Иногда автор прочитывал Игнату Мазуру отдельные батальные сцены: тот в гражданскую войну был на фронте, хлебнул военного лиха. На свой короткий армейский опыт Константин Михайлович не всегда полагался...
Все в ту зиму было подчинено работе над «Дрыгвой» Даже в командировки никуда не ездил. Только в феврале 1933 года попал в Москву на пленум оргкомитета Союза писателей. Нельзя было отказаться — это раз, а во-вторых, надо было встретиться с Сергеем Городецким, переводившим на русский «Новую зямлю».
Надо сказать, не везло, да и только, поэме «Новая зямля» — любимому детищу Якуба Коласа. В Минске издание задерживалось уже второй год: упрямился критик Лукаш Бэнде, не хотел писать предисловие и в то же время твердил, что без предисловия читатель поэмы не поймет. В Москве поэма должна была выйти в сокращенном переводе Сергея Городецкого. Переводчик — известный русский поэт — не знал как следует белорусского языка, а на замечания автора реагировал подчас очень болезненно. На этой почве возникали недоразумения, и перевод тоже задерживался.
С тем и поехал Константин Михайлович в Москву: чтобы «подтолкнуть» перевод в издательстве, поговорить с переводчиком, растолковать ему кое-какие белорусские слова и выражения, показать ошибки, дабы на месте их исправить...
По возвращении снова засел за «Дрыгву». Куй железо, пока горячо! Пиши, браток, пока с охотой и настроением пишется! Весной случались такие дни, когда он брал рукопись даже в Академию и работал над нею, если выпадала свободная минутка. Сюжет сложился давно, оставалось его реализовать, изложить на бумаге. А это главное, так как в процессе работы над текстом шел отбор деталей, что-то отбрасывалось, что-то нарождалось новое и неожиданное даже для самого автора.

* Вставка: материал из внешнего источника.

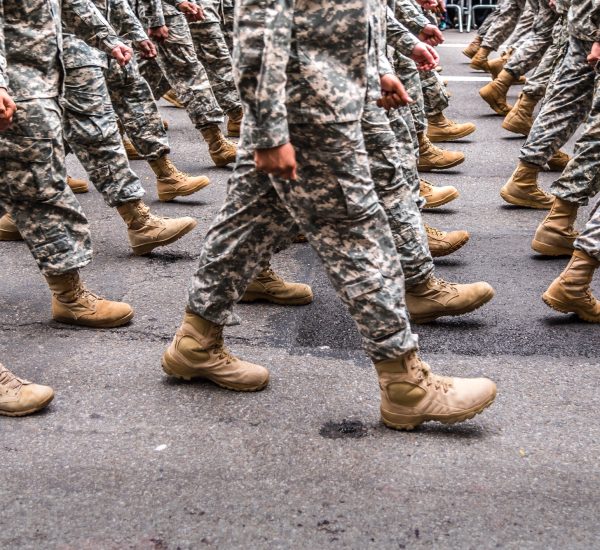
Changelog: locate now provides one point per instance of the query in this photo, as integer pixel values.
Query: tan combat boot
(440, 128)
(132, 152)
(436, 196)
(520, 118)
(558, 161)
(411, 394)
(479, 62)
(172, 183)
(435, 298)
(198, 351)
(20, 397)
(74, 304)
(234, 122)
(443, 243)
(555, 235)
(522, 188)
(473, 47)
(570, 291)
(221, 150)
(172, 98)
(77, 185)
(494, 93)
(8, 229)
(147, 231)
(271, 287)
(434, 158)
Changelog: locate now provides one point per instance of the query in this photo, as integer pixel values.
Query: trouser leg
(91, 129)
(33, 189)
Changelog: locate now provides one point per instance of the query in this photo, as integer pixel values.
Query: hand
(192, 11)
(425, 57)
(393, 93)
(594, 56)
(159, 34)
(147, 49)
(122, 54)
(7, 109)
(277, 161)
(431, 35)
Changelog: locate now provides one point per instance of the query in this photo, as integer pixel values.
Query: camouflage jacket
(125, 24)
(584, 20)
(307, 61)
(31, 43)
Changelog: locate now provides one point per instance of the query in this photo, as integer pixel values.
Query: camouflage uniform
(215, 56)
(317, 108)
(32, 171)
(529, 54)
(569, 97)
(177, 66)
(90, 124)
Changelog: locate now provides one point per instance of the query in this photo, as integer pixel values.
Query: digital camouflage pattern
(529, 54)
(566, 105)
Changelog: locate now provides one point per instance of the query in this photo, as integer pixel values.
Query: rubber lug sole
(447, 419)
(144, 249)
(561, 307)
(472, 307)
(166, 197)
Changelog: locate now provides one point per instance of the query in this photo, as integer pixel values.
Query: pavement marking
(465, 78)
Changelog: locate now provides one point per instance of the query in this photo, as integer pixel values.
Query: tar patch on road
(353, 429)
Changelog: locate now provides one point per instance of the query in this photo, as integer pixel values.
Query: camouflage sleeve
(3, 75)
(398, 36)
(151, 13)
(129, 25)
(411, 16)
(260, 59)
(88, 24)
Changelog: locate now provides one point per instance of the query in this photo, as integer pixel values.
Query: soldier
(309, 142)
(176, 66)
(570, 292)
(33, 185)
(567, 103)
(526, 57)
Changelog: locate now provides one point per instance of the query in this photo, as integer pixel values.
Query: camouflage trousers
(394, 173)
(580, 180)
(177, 66)
(335, 205)
(34, 191)
(134, 104)
(566, 105)
(93, 135)
(529, 54)
(508, 14)
(537, 84)
(213, 53)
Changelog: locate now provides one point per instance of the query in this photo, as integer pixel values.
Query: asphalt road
(125, 458)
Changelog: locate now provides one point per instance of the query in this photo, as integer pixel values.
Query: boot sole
(41, 406)
(515, 129)
(445, 167)
(561, 307)
(549, 250)
(112, 324)
(472, 307)
(255, 296)
(523, 202)
(166, 197)
(456, 247)
(449, 198)
(412, 423)
(143, 249)
(191, 377)
(441, 139)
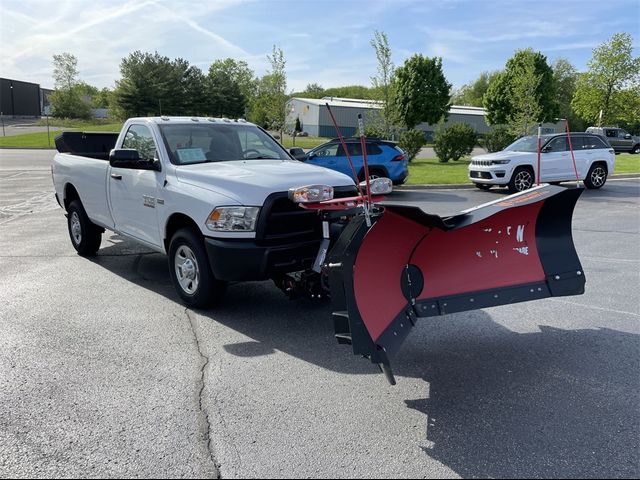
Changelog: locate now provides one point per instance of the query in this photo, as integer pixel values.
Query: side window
(558, 144)
(373, 149)
(328, 151)
(578, 142)
(594, 142)
(354, 149)
(139, 138)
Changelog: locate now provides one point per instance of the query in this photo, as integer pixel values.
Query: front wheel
(85, 235)
(521, 179)
(596, 177)
(190, 271)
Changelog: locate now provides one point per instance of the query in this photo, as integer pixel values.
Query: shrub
(411, 142)
(498, 139)
(454, 142)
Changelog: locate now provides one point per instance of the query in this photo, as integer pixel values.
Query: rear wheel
(190, 271)
(597, 176)
(522, 179)
(85, 235)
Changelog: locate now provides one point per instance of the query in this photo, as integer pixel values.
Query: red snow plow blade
(411, 264)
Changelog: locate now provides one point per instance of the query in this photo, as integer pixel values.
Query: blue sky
(326, 42)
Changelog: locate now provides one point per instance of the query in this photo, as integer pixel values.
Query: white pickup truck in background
(212, 194)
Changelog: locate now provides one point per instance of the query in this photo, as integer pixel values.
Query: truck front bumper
(240, 260)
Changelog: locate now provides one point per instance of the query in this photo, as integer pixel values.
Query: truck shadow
(553, 403)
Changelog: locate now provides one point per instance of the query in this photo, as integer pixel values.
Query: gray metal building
(315, 120)
(20, 99)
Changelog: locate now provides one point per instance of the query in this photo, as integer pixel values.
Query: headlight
(233, 219)
(311, 194)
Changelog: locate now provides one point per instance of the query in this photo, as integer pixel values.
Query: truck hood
(502, 155)
(250, 182)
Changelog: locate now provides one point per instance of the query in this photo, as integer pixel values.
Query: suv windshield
(216, 142)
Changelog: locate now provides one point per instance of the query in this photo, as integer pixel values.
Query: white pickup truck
(212, 194)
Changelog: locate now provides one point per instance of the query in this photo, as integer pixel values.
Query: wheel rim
(598, 176)
(523, 180)
(76, 228)
(187, 271)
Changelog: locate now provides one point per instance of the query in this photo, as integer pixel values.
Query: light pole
(13, 108)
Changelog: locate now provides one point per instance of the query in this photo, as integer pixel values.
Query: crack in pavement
(204, 362)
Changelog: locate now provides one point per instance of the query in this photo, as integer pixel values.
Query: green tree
(269, 106)
(237, 72)
(383, 81)
(525, 106)
(224, 94)
(565, 77)
(411, 141)
(454, 142)
(68, 100)
(500, 101)
(152, 84)
(422, 92)
(472, 94)
(612, 70)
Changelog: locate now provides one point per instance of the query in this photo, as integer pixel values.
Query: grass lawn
(430, 171)
(39, 139)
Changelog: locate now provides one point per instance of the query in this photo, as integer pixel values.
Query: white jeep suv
(516, 166)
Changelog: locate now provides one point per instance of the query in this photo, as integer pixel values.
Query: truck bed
(87, 144)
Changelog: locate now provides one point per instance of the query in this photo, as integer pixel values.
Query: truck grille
(282, 221)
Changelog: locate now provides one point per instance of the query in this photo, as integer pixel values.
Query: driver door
(133, 193)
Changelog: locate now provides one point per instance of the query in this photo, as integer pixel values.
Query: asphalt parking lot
(103, 373)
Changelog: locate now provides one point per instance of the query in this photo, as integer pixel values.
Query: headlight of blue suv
(233, 219)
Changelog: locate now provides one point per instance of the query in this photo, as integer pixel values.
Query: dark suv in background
(619, 139)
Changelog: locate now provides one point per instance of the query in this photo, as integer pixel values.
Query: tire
(85, 235)
(596, 176)
(190, 270)
(522, 179)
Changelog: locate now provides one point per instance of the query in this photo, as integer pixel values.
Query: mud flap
(411, 264)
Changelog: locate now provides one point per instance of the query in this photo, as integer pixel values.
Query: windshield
(216, 142)
(524, 144)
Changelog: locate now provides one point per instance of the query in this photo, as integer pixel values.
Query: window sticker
(191, 155)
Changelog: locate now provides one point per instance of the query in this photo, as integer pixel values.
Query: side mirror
(297, 153)
(130, 158)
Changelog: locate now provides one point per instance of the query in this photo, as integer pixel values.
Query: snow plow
(392, 265)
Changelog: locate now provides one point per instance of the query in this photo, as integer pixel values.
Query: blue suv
(385, 158)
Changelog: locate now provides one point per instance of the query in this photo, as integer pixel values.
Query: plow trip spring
(410, 264)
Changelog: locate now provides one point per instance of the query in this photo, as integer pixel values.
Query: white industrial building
(315, 120)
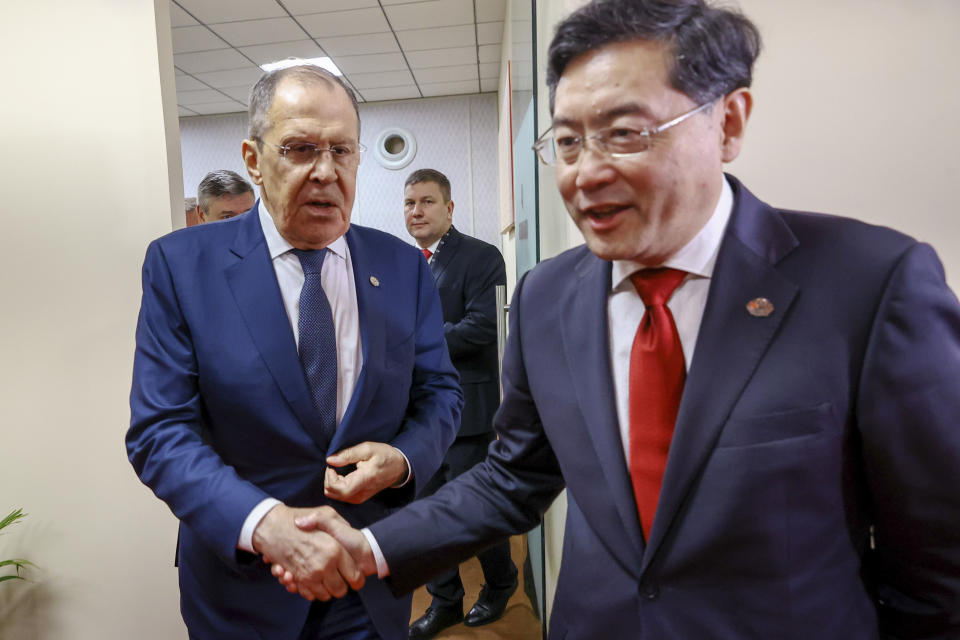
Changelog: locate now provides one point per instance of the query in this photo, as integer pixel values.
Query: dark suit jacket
(467, 271)
(797, 434)
(220, 408)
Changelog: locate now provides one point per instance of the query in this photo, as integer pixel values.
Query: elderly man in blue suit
(754, 410)
(288, 359)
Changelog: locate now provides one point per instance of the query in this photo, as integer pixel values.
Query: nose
(324, 168)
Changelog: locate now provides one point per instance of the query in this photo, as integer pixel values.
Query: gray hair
(261, 96)
(430, 175)
(713, 48)
(220, 183)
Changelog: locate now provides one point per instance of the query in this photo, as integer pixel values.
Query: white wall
(456, 135)
(86, 184)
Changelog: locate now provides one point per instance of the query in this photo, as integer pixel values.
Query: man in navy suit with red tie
(287, 359)
(754, 410)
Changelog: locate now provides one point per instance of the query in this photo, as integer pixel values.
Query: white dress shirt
(336, 278)
(625, 308)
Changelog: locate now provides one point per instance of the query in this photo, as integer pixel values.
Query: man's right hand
(326, 521)
(319, 566)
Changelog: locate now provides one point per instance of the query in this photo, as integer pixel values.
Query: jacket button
(649, 591)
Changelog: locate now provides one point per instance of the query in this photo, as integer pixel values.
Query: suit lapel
(730, 344)
(372, 310)
(253, 282)
(445, 253)
(586, 346)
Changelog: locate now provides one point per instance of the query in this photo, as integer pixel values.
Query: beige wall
(87, 182)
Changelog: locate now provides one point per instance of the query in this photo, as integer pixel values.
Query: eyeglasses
(616, 142)
(303, 153)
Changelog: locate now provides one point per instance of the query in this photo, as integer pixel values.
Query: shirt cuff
(405, 480)
(256, 515)
(382, 569)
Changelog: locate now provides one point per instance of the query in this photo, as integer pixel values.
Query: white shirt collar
(278, 245)
(698, 256)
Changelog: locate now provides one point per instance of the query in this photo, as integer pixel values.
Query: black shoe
(490, 605)
(435, 620)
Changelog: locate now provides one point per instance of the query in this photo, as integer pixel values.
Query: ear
(736, 111)
(251, 158)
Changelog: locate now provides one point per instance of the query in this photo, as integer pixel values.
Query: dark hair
(430, 175)
(220, 183)
(713, 48)
(261, 96)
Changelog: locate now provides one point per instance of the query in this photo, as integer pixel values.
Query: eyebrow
(626, 109)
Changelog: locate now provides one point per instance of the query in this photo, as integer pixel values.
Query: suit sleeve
(909, 420)
(478, 326)
(165, 442)
(504, 495)
(433, 411)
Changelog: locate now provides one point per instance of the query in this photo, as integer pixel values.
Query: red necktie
(657, 373)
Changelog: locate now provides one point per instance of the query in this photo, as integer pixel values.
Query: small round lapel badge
(760, 307)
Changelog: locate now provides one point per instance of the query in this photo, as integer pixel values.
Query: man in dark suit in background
(288, 359)
(466, 271)
(754, 410)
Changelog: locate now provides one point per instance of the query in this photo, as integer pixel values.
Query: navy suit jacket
(467, 272)
(220, 409)
(811, 489)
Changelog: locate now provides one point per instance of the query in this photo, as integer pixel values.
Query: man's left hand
(379, 466)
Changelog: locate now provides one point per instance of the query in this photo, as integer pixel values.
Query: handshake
(314, 552)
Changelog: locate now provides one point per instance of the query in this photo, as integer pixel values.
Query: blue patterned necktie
(318, 342)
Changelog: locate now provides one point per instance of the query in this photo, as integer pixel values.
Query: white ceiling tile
(190, 98)
(263, 53)
(211, 11)
(179, 17)
(450, 88)
(218, 107)
(371, 63)
(446, 74)
(240, 94)
(344, 23)
(443, 37)
(189, 83)
(489, 32)
(442, 57)
(231, 78)
(489, 53)
(300, 7)
(363, 81)
(489, 70)
(436, 13)
(391, 93)
(203, 61)
(492, 10)
(250, 32)
(360, 45)
(198, 38)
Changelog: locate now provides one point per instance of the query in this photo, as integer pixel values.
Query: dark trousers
(498, 569)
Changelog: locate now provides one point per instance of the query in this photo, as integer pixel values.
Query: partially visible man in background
(467, 272)
(223, 194)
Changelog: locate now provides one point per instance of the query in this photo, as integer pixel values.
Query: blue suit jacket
(220, 409)
(798, 435)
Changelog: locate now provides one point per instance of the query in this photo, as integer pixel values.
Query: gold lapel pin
(760, 307)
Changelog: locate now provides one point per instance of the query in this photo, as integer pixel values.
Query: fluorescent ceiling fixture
(324, 62)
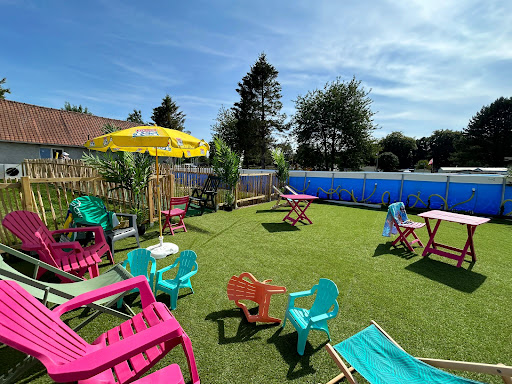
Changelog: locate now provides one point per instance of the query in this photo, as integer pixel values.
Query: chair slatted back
(27, 325)
(187, 263)
(174, 201)
(211, 184)
(326, 294)
(24, 225)
(241, 289)
(139, 261)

Хотелось закончить повесть, чтобы летом или осенью взяться за осуществление давнишнего замысла — за исторический роман о кричевском восстании 1743-1744 годов. Прежде всего съездить в Кричев, поискать, не осталось ли каких следов восстания в народной памяти, а потом основательно засесть за изучение архивных материалов, чтобы правдиво показать не только людей — непосредственных участников восстания, но и то далекое время, ту историческую эпоху. Давно-давно нацеливается он на эту тему, но то одно, то другое мешает. Задумывал сначала пьесу, потом повесть, но когда мало-мальски познакомился с материалом, пришел к мысли, что по-настоящему исчерпать его можно только в романе. Причем в нем должны действовать реально существовавшие в жизни люди. Не так, как, скажем, в повести Змитрока Бедули «Соловей», где есть исторический фон, но нет ни одного исторического персонажа...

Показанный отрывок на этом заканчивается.